Había metido un paraguas en el equipaje, naturalmente, un Cadillac de los paraguas, que se abría pulsando un botón: sabía lo que era Calcuta en aquella época del año. Pero el paraguas seguía en la maleta, en la pensión de la calle Robinson. Estaba tan ansioso por hacer el peregrinaje al monumento de Ross que se le había olvidado sacarlo.

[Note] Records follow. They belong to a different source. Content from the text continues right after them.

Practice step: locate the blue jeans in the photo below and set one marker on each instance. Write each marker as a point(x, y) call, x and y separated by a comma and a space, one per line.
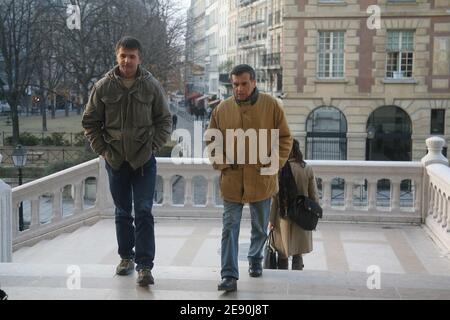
point(127, 185)
point(232, 215)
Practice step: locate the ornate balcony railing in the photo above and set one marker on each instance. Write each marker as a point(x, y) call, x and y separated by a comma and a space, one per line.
point(357, 191)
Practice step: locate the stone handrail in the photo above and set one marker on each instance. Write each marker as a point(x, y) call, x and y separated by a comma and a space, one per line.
point(353, 172)
point(437, 212)
point(338, 199)
point(54, 184)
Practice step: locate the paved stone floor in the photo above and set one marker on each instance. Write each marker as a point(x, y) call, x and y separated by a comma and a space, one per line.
point(349, 261)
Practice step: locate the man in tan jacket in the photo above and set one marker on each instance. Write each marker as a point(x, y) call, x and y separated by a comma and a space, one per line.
point(259, 116)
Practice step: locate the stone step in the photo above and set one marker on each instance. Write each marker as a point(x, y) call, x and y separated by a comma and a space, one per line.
point(50, 281)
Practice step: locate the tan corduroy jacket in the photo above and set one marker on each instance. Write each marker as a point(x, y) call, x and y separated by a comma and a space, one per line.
point(244, 183)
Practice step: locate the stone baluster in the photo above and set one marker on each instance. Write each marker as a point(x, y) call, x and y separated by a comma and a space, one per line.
point(395, 198)
point(372, 194)
point(348, 194)
point(167, 191)
point(103, 202)
point(431, 199)
point(57, 205)
point(210, 192)
point(440, 210)
point(448, 214)
point(417, 195)
point(326, 193)
point(15, 220)
point(8, 223)
point(188, 197)
point(78, 197)
point(34, 214)
point(435, 203)
point(444, 211)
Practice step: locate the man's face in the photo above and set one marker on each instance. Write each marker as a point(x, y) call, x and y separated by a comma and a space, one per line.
point(128, 61)
point(242, 85)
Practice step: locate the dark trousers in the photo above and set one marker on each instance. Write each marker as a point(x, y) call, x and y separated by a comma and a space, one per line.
point(138, 185)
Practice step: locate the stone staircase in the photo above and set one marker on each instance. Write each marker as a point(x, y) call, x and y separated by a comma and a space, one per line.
point(81, 265)
point(98, 282)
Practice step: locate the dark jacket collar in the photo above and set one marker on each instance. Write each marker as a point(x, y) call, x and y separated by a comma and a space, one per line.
point(251, 99)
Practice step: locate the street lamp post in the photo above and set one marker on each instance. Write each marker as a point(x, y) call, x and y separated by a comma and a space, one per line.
point(20, 159)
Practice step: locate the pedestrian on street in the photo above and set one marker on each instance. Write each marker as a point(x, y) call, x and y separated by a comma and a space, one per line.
point(247, 109)
point(126, 121)
point(291, 240)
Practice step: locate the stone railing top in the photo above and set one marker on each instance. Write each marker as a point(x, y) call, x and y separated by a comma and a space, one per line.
point(435, 145)
point(72, 173)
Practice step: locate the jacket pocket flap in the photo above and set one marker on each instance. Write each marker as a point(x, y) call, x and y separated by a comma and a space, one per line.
point(111, 99)
point(144, 98)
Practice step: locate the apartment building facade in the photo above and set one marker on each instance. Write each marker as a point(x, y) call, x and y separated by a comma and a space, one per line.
point(239, 31)
point(366, 80)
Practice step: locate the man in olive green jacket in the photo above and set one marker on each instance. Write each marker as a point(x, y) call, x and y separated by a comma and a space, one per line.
point(126, 120)
point(250, 182)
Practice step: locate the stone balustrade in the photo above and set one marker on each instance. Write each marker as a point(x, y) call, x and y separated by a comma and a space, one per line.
point(358, 191)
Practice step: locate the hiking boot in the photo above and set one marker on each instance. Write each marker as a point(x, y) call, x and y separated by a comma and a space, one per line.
point(145, 277)
point(227, 284)
point(297, 262)
point(125, 267)
point(255, 269)
point(283, 263)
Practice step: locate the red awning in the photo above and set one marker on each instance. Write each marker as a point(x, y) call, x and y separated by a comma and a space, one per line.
point(213, 102)
point(193, 95)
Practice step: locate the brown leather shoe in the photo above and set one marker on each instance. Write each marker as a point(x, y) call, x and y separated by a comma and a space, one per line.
point(145, 277)
point(297, 262)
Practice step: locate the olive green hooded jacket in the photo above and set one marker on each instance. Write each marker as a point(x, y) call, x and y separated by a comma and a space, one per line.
point(127, 124)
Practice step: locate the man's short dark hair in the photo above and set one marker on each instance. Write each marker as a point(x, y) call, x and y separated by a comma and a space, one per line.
point(128, 42)
point(243, 68)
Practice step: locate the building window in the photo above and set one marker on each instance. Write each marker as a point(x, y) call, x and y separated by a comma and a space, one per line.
point(437, 121)
point(400, 50)
point(331, 54)
point(326, 134)
point(389, 131)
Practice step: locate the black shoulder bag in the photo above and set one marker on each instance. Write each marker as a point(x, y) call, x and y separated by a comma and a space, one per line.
point(304, 211)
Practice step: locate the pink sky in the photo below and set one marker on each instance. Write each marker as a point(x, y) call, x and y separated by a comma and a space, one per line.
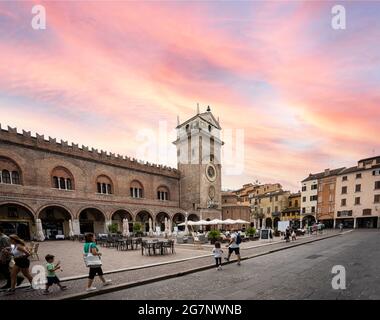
point(103, 73)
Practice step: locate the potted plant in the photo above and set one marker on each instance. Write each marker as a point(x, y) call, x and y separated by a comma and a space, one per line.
point(213, 236)
point(113, 228)
point(251, 233)
point(137, 229)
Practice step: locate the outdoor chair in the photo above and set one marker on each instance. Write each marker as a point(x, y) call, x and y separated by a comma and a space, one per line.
point(168, 246)
point(34, 251)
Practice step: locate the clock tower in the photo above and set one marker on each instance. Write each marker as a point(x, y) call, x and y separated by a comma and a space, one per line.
point(199, 162)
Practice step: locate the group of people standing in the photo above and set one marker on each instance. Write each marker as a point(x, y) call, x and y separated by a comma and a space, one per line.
point(233, 247)
point(290, 234)
point(14, 258)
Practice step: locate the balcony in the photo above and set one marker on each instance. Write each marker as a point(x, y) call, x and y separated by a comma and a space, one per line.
point(345, 213)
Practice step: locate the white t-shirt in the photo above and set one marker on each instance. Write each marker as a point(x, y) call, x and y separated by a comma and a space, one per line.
point(217, 252)
point(234, 244)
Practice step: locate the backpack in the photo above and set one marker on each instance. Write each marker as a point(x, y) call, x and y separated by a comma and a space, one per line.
point(238, 239)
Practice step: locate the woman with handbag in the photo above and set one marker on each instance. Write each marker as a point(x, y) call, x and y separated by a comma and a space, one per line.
point(93, 262)
point(20, 255)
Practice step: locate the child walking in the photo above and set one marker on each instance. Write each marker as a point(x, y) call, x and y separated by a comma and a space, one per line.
point(217, 252)
point(52, 278)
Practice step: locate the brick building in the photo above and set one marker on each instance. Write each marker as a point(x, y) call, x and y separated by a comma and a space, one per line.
point(57, 182)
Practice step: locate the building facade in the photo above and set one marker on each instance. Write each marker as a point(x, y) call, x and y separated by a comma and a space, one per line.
point(292, 212)
point(358, 195)
point(58, 182)
point(234, 209)
point(309, 199)
point(267, 203)
point(326, 196)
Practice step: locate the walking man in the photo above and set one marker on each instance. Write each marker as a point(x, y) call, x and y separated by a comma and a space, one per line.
point(5, 259)
point(234, 246)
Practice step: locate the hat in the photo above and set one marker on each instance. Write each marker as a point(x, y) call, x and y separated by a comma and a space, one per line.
point(49, 257)
point(17, 239)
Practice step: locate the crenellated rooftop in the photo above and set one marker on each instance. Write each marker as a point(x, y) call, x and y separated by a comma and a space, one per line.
point(71, 149)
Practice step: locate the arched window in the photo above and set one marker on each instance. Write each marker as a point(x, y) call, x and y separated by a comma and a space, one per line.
point(104, 185)
point(6, 177)
point(16, 177)
point(10, 172)
point(136, 189)
point(163, 193)
point(62, 179)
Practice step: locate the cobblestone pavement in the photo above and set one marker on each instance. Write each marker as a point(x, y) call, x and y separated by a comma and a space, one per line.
point(79, 285)
point(303, 272)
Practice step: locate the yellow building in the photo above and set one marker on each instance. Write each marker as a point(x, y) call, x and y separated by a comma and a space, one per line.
point(292, 211)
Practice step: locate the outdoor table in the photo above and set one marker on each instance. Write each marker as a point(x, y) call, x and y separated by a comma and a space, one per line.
point(155, 247)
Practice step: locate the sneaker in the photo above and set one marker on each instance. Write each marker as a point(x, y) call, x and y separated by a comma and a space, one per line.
point(20, 280)
point(107, 283)
point(10, 292)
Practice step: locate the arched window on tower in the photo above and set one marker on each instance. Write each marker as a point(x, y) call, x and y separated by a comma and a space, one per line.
point(10, 172)
point(136, 189)
point(16, 177)
point(104, 185)
point(62, 179)
point(6, 177)
point(163, 193)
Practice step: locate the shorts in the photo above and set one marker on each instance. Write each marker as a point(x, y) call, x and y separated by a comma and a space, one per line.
point(22, 262)
point(95, 271)
point(236, 250)
point(52, 280)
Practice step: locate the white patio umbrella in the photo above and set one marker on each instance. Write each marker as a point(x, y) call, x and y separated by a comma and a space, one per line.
point(189, 223)
point(125, 227)
point(40, 233)
point(71, 229)
point(150, 228)
point(127, 234)
point(170, 227)
point(241, 221)
point(229, 221)
point(186, 227)
point(166, 227)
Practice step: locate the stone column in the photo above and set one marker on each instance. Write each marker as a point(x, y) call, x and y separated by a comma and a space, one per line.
point(76, 226)
point(108, 222)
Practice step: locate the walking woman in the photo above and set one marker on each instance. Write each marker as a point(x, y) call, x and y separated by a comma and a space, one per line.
point(90, 247)
point(21, 257)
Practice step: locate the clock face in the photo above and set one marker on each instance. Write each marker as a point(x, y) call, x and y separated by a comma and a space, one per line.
point(211, 172)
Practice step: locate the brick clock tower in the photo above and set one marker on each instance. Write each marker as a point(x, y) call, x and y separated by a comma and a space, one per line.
point(199, 161)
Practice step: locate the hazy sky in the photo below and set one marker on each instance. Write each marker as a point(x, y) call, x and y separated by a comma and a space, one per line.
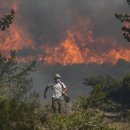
point(41, 23)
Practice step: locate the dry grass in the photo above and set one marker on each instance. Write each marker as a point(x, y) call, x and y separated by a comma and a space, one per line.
point(120, 126)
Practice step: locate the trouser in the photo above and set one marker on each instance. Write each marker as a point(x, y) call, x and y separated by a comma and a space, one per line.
point(56, 105)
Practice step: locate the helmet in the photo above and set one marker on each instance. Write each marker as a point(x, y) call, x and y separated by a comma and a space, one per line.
point(57, 76)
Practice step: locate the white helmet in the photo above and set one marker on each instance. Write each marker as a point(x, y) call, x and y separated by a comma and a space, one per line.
point(57, 76)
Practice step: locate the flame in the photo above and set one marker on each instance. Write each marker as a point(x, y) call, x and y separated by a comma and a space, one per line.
point(80, 46)
point(15, 39)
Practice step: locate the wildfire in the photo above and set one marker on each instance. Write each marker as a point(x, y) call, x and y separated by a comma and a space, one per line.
point(80, 46)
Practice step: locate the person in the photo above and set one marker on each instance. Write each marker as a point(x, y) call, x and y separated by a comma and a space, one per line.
point(58, 89)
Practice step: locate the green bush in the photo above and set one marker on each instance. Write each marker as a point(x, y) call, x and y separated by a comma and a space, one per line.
point(80, 120)
point(16, 115)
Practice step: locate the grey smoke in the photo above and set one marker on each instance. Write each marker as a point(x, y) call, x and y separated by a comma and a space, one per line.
point(48, 20)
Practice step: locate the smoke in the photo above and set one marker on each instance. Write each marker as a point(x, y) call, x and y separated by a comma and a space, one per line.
point(67, 32)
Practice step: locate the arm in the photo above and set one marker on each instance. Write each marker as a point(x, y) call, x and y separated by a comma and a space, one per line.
point(45, 91)
point(64, 90)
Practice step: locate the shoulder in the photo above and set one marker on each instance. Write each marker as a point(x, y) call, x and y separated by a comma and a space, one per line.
point(51, 84)
point(63, 84)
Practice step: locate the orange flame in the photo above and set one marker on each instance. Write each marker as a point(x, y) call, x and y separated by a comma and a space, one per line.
point(81, 46)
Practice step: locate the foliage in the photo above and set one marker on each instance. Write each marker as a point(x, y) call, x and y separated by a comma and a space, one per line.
point(6, 20)
point(126, 21)
point(80, 120)
point(18, 116)
point(15, 81)
point(108, 91)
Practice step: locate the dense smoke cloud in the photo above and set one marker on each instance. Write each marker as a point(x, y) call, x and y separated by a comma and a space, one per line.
point(46, 23)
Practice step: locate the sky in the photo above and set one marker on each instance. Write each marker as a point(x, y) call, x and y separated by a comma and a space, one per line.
point(74, 38)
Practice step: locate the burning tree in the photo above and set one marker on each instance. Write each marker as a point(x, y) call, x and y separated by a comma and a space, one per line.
point(126, 21)
point(6, 20)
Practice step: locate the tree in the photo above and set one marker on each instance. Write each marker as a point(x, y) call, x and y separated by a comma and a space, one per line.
point(6, 20)
point(126, 24)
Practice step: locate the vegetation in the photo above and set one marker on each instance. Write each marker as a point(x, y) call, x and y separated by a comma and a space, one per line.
point(126, 24)
point(6, 20)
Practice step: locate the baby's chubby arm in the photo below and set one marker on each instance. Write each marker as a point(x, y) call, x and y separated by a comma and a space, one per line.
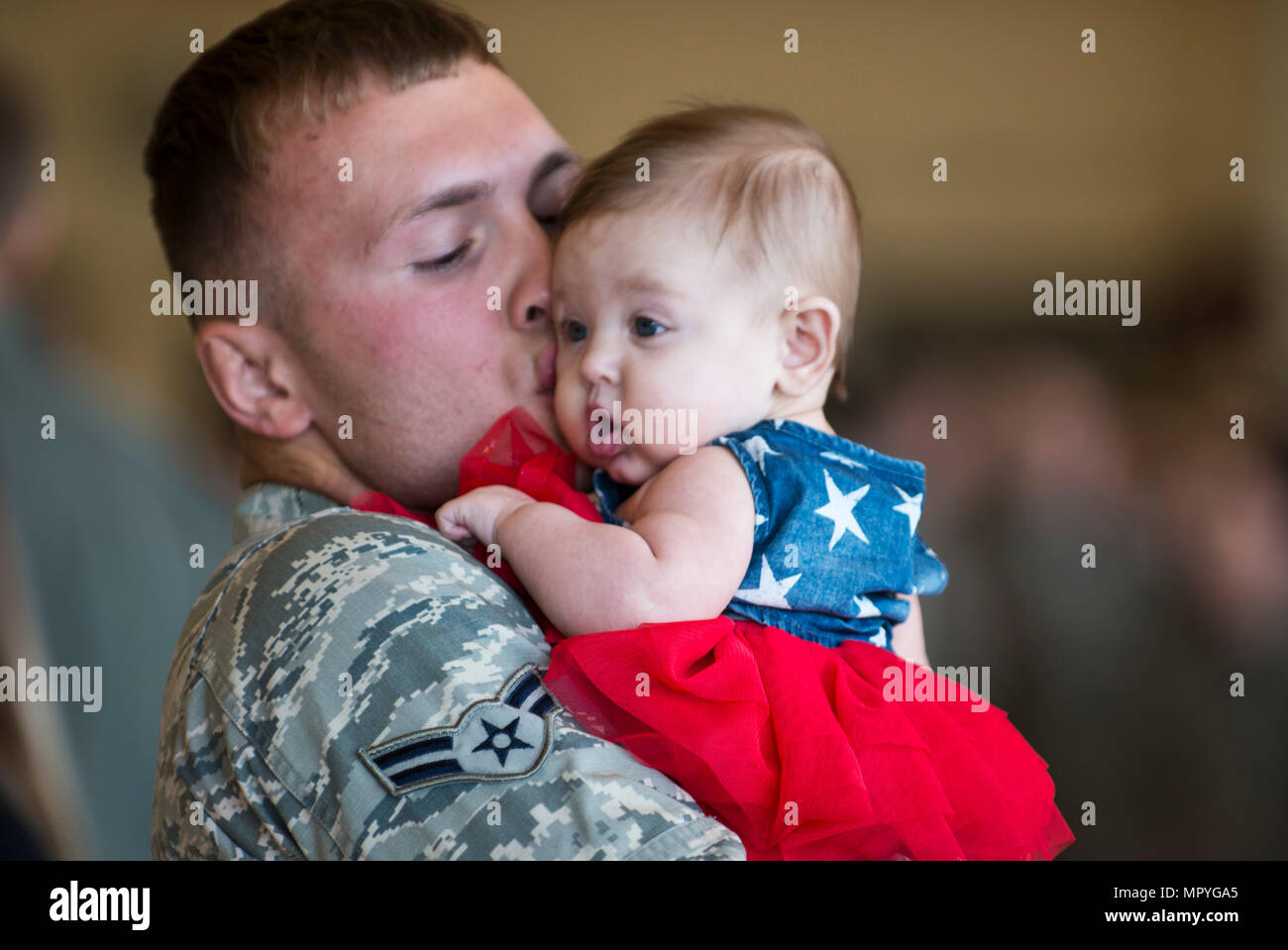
point(682, 559)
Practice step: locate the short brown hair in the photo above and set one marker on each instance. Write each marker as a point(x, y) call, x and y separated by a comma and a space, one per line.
point(767, 176)
point(294, 63)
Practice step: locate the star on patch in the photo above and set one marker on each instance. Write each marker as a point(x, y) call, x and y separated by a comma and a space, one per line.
point(840, 511)
point(771, 592)
point(911, 507)
point(866, 607)
point(502, 742)
point(477, 747)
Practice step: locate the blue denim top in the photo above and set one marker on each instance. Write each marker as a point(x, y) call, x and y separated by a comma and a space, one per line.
point(835, 538)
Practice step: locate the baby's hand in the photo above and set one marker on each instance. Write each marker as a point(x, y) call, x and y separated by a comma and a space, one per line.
point(477, 514)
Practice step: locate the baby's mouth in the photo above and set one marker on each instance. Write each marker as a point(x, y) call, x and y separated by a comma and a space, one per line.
point(601, 435)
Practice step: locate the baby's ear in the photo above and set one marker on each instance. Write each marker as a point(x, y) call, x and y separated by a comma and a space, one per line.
point(809, 334)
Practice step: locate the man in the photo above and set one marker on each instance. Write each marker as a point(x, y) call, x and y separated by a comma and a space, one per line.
point(353, 685)
point(97, 519)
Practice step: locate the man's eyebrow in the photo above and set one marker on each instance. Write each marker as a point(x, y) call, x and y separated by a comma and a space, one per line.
point(449, 197)
point(467, 192)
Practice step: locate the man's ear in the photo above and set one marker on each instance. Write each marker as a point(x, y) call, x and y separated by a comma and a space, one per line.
point(254, 376)
point(809, 336)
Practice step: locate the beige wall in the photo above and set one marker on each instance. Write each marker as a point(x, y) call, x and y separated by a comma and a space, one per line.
point(1107, 164)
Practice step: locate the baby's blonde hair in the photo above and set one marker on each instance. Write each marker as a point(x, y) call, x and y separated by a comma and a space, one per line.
point(768, 179)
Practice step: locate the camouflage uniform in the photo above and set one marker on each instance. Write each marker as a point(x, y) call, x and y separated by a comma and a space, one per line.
point(353, 685)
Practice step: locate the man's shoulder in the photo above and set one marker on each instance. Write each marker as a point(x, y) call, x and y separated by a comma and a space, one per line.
point(340, 692)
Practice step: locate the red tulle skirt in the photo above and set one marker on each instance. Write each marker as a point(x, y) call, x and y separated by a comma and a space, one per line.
point(794, 746)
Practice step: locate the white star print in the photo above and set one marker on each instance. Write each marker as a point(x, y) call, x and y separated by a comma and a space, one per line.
point(840, 510)
point(842, 460)
point(911, 507)
point(771, 592)
point(759, 448)
point(866, 607)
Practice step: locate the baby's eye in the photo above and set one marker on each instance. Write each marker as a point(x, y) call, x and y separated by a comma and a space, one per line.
point(647, 326)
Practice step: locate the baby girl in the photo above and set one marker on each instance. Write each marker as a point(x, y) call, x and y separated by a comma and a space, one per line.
point(713, 299)
point(703, 295)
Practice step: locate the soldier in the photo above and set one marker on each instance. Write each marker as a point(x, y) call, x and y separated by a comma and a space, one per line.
point(353, 685)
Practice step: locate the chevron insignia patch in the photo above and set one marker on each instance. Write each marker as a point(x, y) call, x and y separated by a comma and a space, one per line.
point(493, 740)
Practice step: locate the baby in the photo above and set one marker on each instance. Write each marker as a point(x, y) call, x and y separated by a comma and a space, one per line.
point(703, 295)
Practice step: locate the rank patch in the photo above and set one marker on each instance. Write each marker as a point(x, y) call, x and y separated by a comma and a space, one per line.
point(493, 740)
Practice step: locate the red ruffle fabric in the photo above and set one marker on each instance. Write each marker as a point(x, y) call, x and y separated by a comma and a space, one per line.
point(806, 752)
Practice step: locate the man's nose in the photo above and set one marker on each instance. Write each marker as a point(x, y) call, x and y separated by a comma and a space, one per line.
point(531, 309)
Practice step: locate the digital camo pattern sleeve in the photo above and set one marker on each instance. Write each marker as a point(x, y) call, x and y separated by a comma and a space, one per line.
point(356, 686)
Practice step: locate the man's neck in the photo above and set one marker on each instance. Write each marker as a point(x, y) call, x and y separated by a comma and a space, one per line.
point(305, 461)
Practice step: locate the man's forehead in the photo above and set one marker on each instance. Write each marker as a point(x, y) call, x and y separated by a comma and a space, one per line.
point(460, 130)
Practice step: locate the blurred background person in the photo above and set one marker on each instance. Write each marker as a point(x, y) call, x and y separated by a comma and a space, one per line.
point(1063, 431)
point(95, 529)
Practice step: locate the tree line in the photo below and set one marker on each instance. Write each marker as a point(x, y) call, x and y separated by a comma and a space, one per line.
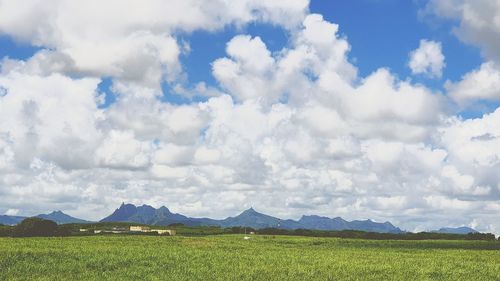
point(37, 227)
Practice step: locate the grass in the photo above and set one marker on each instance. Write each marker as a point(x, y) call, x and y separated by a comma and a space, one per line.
point(229, 257)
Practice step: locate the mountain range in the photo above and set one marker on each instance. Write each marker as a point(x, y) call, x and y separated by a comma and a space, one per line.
point(146, 214)
point(250, 218)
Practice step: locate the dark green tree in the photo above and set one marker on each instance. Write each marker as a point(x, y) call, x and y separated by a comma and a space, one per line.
point(31, 227)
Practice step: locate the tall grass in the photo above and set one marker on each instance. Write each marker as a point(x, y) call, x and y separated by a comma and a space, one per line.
point(230, 257)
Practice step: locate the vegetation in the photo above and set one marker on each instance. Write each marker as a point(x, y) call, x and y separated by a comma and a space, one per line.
point(379, 236)
point(230, 257)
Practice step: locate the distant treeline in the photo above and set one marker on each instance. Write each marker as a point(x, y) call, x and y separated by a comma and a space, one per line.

Ahora la lluvia le pisaba los talones. Vio las puertas abiertas del teatro Rabindra Sadan, a poca distancia, y echó a correr. Un microbús pitó estruendosamente a su paso, levantando chorros de agua de un charco y empapándole los pantalones caqui. Sin dejar de correr, Murugan hizo un gesto con el dedo al conductor, que le observaba asomándose por la puerta del vehículo. Se oyó una gran carcajada y el autobús se alejó, lanzando parasoles grises y verdes por el tubo de escape.